Bandaging the Road Rash
The severity of the road rash will decide what kind of bandages are best. Before bandaging the road rash, apply antibiotic ointment to the wound to decrease the chances of it getting infected. For less severe road rash some gauze and tape is all that is needed to cover the road rash properly. For more severe road rash applying a Tegaderm patch will be your best option. Remember to changes the bandages as needed and to clean up any drainage from the wounds to avoid messing up your clothes and bed sheets.
Keep An Eye Open
Any change in color or swelling in the days after the initial crash could be a sign of infection. If you believe the road rash is infected do not hesitate going to the doctor’s office to have someone take a look. Sometimes no matter how diligent you may be with changing the bandages and applying antibiotic ointment the wound may still get infected. In this case an oral antibiotic and more serious bandaging should take care of the infection.
Avoid the Sun
To reduce the chance of having a lifetime scar, try to avoid the sun or apply a sunscreen to the wound once it is completely closed. Also, moisturizing the wound will help to avoid scaring. There are plenty of anti-scar creams available at the drug store so don’t hesitate picking one up and giving it a try; that is unless you think the scars are a sign of toughness. One of the more obvious tips to avoid scarring is to not pick at the scab, although it’s tempting. It is one of the worst things possible for your road rash. This can reopen the wound to bacteria and will greatly increase the chance of scaring and infection.
Common Myths About Road Rash
There are several myths out there about how to handle road rash, such as letting the wound air out and that alcohol will properly disinfect the wound. Letting your road rash air out is only exposing the wound to more bacteria and increasing the chances of infection.
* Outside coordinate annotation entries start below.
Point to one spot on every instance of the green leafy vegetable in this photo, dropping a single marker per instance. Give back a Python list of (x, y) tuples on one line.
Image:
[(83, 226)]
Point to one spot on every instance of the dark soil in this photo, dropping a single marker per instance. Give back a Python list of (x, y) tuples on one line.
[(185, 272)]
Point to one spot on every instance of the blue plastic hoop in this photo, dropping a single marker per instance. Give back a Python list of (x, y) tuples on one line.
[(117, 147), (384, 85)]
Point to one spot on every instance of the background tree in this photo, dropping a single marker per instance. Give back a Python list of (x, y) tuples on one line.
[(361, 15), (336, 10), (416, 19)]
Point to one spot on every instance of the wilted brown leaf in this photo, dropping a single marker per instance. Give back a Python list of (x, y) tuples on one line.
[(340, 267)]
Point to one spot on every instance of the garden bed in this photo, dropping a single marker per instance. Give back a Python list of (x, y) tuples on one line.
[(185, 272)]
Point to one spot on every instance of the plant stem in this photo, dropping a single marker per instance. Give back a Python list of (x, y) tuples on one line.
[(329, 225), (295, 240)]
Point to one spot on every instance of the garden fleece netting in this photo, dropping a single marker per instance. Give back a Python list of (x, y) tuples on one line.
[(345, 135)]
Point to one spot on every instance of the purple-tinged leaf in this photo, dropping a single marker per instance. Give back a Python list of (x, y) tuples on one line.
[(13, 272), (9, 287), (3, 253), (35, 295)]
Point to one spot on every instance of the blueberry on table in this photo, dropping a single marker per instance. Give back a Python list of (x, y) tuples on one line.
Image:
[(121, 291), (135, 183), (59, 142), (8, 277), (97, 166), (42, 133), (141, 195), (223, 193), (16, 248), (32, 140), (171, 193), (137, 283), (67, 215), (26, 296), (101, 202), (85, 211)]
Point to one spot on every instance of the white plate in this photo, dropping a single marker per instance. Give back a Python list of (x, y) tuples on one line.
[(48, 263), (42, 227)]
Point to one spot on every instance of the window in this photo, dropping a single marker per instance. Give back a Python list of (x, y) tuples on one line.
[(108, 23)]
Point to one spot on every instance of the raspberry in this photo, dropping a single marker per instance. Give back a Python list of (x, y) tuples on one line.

The open air is only delaying the healing process. Keeping the wound covered is a much better choice. According to WebMD, “Using hydrogen peroxide or rubbing alcohol to clean an injury can actually harm the tissue and delay healing. The best way to clean a minor wound is with cool running water and mild soap. Rinse the wound for at least five minutes to remove dirt, debris, and bacteria”. Many people do not know this about rubbing alcohol or hydrogen peroxide, but remember to stick with just clean water when dealing with road rash.
Hopefully the tips in this article never have to be used, but more than likely, they will. Now at least you will be prepared when dealing with road rash. If crashing is a common thing for you, a first aid kit stocked with all the necessary treatment options may be a wise investment. Also, always remember to wear your helmet, road rash can easily heal but your brain is a bit more fragile!